Water is essential for life and for good health. Not only is it necessary for us to be able to meet our daily needs but safe drinking water can prevent many water-related diseases. India has one of the largest number of cases of diseases such as diarrhoea, dysentery, cholera. Over 1,600 Indians, most of them children below the age of five, reportedly die every day because of water-related diseases. These deaths can be prevented if people have access to safe drinking water.
What are Public Facilities?
Like water, there are other essential facilities that need to be provided for everyone. Last year you read about two other such facilities: healthcare and sanitation. Similarly, there are things like electricity, public transport, schools and colleges that are also necessary. These are known as public facilities.
What are the Government’s Role in providing Public Facilities?
Public facilities are so important, someone must carry the responsibility of providing these to the people. This ‘someone’ is the government. One of the most important functions of the government is to ensure that these public facilities are made available to everyone.
What are the water problems facing in urban area?

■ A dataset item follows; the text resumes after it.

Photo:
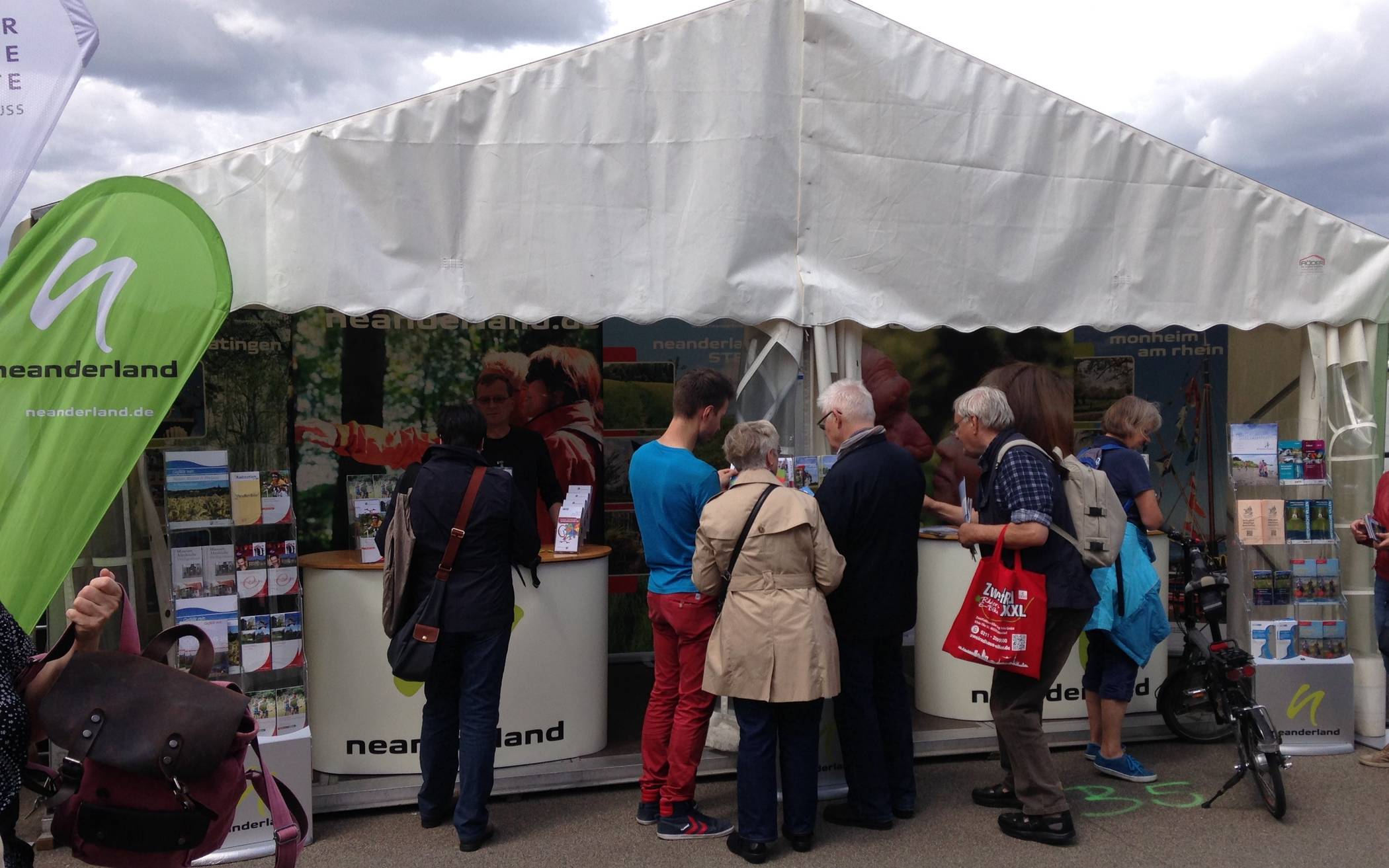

The shortage in municipal water is increasingly being filled by an expansion of private companies who are selling water for profit. Also common are the great inequalities in water use. The supply of water per person in an urban area in India should be about 135 litres per day (about seven buckets) – a standard set by the Urban Water Commission. Whereas people in slums have to make do with less than 20 litres a day per person (one bucket), people living in luxury hotels may consume as much as 1,600 litres (80 buckets) of water per day.